• 25th November 2009 - By Rakesh

    The Times Of India

    Wine & Dine

    A Twist In The Tale by Rashmi Uday Singh
    March 13, 2009

    Want to try some smoked salmon thayir saadham? Here’s Indian food like never before. Join Rashmi on her Indian Accent adventure.

    It happens to me again and again. I hang my head despondently. Be it in New York at the Asia Society’s panel discussion a couple of years ago, at the Napa valley retreat and even at the World Gourmet summit in Singapore. Each time I’d been representing India and in response to the question, “ Is Indian cuisine evolving?”, I’d give a despondent no. Happily, since then, there’s been some evolution taking place but only in few five-star hotel kitchens. Slowly it has begun  to change. Slowly. A few stand-alone restaurants have begun to push the envelope and to innovate. Done without a strong grasp of the science and art of cooking, the food can become a mish-mash created by the self-indulgent fantasies of a chef. But, when executed with supple and nimble mastery…magic happens.
    And it’s happening here in Delhi’s brand new restaurant…

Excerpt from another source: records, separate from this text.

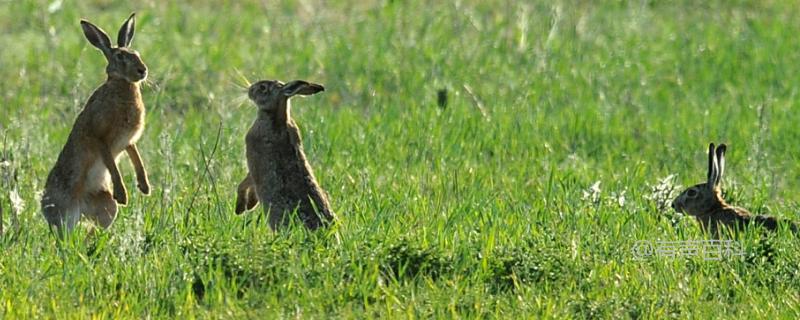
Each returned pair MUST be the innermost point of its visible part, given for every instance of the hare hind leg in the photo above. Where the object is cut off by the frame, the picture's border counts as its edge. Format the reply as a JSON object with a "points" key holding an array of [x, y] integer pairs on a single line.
{"points": [[246, 197], [101, 208]]}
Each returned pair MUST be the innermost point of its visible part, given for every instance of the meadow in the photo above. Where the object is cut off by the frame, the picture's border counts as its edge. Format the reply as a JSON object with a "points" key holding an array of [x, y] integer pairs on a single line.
{"points": [[569, 127]]}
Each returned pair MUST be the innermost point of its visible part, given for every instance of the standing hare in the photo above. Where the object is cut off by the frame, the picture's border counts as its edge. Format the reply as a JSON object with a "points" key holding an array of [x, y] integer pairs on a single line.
{"points": [[279, 174], [111, 122], [704, 201]]}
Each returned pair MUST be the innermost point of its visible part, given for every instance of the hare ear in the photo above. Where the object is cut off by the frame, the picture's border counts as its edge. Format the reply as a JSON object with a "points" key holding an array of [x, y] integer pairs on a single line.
{"points": [[125, 35], [301, 87], [712, 167], [96, 36], [720, 162]]}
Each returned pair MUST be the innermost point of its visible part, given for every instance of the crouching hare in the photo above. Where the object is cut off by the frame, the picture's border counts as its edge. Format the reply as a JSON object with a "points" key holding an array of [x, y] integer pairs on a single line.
{"points": [[704, 201], [279, 175], [111, 122]]}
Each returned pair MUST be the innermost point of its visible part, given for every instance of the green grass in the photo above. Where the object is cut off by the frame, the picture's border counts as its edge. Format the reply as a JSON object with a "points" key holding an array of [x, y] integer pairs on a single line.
{"points": [[481, 209]]}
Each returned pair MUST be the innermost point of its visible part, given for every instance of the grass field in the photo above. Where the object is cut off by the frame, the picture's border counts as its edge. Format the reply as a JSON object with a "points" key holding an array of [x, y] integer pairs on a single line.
{"points": [[488, 207]]}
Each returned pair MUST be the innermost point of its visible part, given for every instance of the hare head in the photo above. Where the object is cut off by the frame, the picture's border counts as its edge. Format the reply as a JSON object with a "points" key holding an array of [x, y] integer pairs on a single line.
{"points": [[123, 62], [705, 197], [272, 95]]}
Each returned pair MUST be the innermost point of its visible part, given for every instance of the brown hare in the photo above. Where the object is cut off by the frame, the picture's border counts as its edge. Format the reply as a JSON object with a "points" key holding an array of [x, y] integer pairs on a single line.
{"points": [[111, 122], [704, 201], [279, 175]]}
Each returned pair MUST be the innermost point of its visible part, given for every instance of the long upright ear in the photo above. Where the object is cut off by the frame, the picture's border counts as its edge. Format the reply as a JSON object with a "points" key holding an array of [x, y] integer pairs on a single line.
{"points": [[125, 35], [720, 162], [712, 167], [96, 36], [301, 87]]}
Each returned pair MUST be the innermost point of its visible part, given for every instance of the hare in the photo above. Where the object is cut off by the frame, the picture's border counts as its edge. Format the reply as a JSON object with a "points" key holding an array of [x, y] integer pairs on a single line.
{"points": [[111, 122], [704, 201], [279, 174]]}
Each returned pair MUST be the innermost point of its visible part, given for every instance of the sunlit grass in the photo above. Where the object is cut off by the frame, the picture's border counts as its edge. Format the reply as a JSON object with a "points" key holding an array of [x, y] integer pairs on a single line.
{"points": [[521, 198]]}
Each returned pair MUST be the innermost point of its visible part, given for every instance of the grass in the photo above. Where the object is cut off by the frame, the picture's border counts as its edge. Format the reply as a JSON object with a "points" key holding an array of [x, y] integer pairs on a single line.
{"points": [[484, 208]]}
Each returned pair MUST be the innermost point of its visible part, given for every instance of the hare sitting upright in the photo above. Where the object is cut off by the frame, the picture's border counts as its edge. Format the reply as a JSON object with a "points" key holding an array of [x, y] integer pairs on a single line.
{"points": [[111, 122], [279, 174], [704, 201]]}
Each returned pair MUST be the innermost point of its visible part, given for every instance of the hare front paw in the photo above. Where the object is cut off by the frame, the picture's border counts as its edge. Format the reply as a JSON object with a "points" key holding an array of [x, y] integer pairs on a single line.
{"points": [[121, 196]]}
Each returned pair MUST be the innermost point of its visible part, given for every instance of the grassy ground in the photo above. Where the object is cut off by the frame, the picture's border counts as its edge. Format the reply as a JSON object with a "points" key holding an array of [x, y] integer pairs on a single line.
{"points": [[484, 208]]}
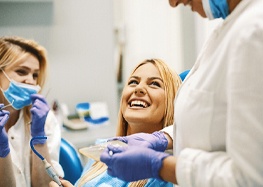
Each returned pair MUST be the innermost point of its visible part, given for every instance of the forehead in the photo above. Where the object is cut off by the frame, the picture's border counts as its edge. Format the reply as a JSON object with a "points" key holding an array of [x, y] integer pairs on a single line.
{"points": [[29, 61], [147, 70]]}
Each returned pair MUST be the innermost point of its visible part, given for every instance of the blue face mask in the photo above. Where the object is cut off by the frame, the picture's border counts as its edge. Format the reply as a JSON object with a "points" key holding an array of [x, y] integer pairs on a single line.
{"points": [[216, 8], [18, 94]]}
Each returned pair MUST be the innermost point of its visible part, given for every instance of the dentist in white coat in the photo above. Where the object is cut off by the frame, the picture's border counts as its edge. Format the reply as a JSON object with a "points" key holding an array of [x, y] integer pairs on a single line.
{"points": [[218, 129]]}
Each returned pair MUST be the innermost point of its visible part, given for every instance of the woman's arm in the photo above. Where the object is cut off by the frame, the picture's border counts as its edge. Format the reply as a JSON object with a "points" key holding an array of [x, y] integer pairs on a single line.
{"points": [[39, 177], [168, 171], [7, 177]]}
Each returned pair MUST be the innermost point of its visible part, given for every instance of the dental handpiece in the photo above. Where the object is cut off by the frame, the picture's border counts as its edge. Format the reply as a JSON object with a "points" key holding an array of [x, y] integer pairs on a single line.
{"points": [[51, 172]]}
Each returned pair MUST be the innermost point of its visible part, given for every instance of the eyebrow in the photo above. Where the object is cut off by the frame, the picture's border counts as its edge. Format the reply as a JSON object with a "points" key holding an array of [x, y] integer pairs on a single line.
{"points": [[149, 78]]}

    Foie Gras Stuffed Galawat

    Foie Gras Stuffed Galawat

    INDIAN ACCENT

    It’s hard to believe that in this predictably comfortable no-nonsense dining room there is going to be such an unpredictable blitz of taste. It is in this small new restaurant “Indian Accent” that the dreamteam (which straddles London and Delhi, having restaurants in both cities) delivers a seamlessly exciting Indian experience. The ever-smiling Chef Manish Mehrotra uses comforting and well-loved ingredients (aam papad, chyavanprash) and teases with surprises. Global favourites (Foie Gras, smoked salmon, truffle oil) are married with Indian regional dishes with panache. And there lies the magic. As I delight in the chef’s tasting menu (Rs 1900), I find that course after course chef Mehrotra coaxes the most amazing flavours out of vegetables, cooks meats unerringly and pairs them with intuitive brilliance. And serves them with flair. The toothless nawabs for whom the galouti kabab was created would’ve done a double whoop of joy with the “Foie Gras stuffed galawat” (a la Joel Robuchon and his Foie Gras burger?). Thin crisp textures hold creamy explosions of goat cheese, the thin smoked salmon (a slightly meatier layer would’ve worked better) clasps my favourite curd rice dish, enlivened with a dot of molagapodi (our own version of sushi?). A cheeky chatpatta rendering of pani puri, silken fish moily, even a crisp dosa…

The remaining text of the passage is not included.